HSBC, the U.K. bank, disclosed on Tuesday (Nov. 6) that some of its U.S. customers had their accounts hacked in October.
Reuters, citing a regulatory filing, reported that HSBC said it’s not clear how many accounts were compromised or if any money was stolen from them. “HSBC regrets this incident, and we take our responsibility for protecting our customers very seriously,” an HSBC spokeswoman told Reuters. “We have notified customers whose accounts may have experienced unauthorized access and offered them one year of credit monitoring and identity theft protection service.”
News of the hack differs drastically from another HSBC report from early October. According to a report in The Wall Street Journal, an HSBC teller in London was able to stop a $500 million bank heist. The alleged attempted theft is a complex, convoluted tale that involves Angolan political and financial authorities, missed SWIFT signals, forged paperwork, a get-rich-quick scheme and a small cast of international characters that, the newspaper noted, seemed drawn from a Hollywood caper movie. The tale also offers a reminder that even in this age of digital fraud — earlier this year, for instance, three banks in Mexico were the victims of an attempted cyberattack that aimed to gain access to the country’s electronic payment systems — human beings are still more than capable of setting up large-scale bank cons via old-fashioned, face-to-face interaction backed by forgeries.
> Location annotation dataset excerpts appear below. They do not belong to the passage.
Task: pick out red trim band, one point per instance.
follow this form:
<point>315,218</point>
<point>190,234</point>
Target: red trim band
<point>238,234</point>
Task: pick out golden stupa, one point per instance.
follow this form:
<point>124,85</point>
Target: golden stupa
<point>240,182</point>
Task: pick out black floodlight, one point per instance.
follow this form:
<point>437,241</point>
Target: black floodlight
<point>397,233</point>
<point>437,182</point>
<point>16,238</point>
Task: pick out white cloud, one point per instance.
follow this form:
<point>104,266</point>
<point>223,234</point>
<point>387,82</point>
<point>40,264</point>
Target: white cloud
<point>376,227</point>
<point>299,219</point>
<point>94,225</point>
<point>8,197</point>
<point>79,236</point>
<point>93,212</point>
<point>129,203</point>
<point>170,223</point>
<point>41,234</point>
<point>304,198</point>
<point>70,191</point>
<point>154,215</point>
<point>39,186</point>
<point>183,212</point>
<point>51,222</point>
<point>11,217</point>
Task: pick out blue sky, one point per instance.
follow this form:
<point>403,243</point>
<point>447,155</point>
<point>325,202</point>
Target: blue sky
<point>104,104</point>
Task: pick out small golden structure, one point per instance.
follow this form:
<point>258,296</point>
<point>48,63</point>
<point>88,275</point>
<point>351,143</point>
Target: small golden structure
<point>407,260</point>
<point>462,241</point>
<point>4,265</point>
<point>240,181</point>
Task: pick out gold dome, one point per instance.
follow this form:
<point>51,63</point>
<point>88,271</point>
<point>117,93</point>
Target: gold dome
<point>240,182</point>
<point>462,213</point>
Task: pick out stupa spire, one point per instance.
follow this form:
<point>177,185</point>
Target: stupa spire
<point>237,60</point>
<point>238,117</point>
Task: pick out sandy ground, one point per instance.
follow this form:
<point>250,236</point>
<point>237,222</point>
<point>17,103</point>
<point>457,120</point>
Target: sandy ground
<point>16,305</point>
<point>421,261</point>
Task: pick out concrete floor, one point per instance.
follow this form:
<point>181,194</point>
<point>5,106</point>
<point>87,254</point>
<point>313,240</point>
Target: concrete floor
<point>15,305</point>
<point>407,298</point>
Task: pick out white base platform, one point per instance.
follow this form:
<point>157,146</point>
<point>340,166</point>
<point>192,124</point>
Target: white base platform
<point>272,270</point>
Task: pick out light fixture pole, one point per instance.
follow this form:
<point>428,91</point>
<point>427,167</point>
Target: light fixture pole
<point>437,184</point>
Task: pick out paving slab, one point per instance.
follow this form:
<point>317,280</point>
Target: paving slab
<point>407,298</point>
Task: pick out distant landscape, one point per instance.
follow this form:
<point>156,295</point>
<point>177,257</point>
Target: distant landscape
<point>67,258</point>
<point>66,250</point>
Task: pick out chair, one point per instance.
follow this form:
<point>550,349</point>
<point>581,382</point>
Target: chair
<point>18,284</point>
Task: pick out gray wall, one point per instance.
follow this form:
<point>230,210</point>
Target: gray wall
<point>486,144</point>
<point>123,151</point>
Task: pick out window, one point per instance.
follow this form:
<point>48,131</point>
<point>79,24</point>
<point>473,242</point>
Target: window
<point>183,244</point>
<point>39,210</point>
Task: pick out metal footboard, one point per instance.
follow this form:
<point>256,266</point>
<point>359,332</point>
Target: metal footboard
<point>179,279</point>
The pitch from the alleged con artists went something like this: Angola could invest in the private market and make billions via “bank guarantees,” a type of con that, the paper said, usually is targeted at “individuals or companies, not sovereign states.” Thanks to a combination of economic woe, political corruption and a forged letter meant to look as though it came from the head of BNP Paribas, legal authorities contend, Angolan officials — including the son of the country’s then-outgoing president — accepted the offer and transferred the money into a “qualified trust company” operated by the alleged thieves. When the scammers went to withdraw the money, the teller was apparently amazed that the bank account had $500 million. She reportedly “filed a report about the enormous balance, (and) HSBC suspended the account for review.”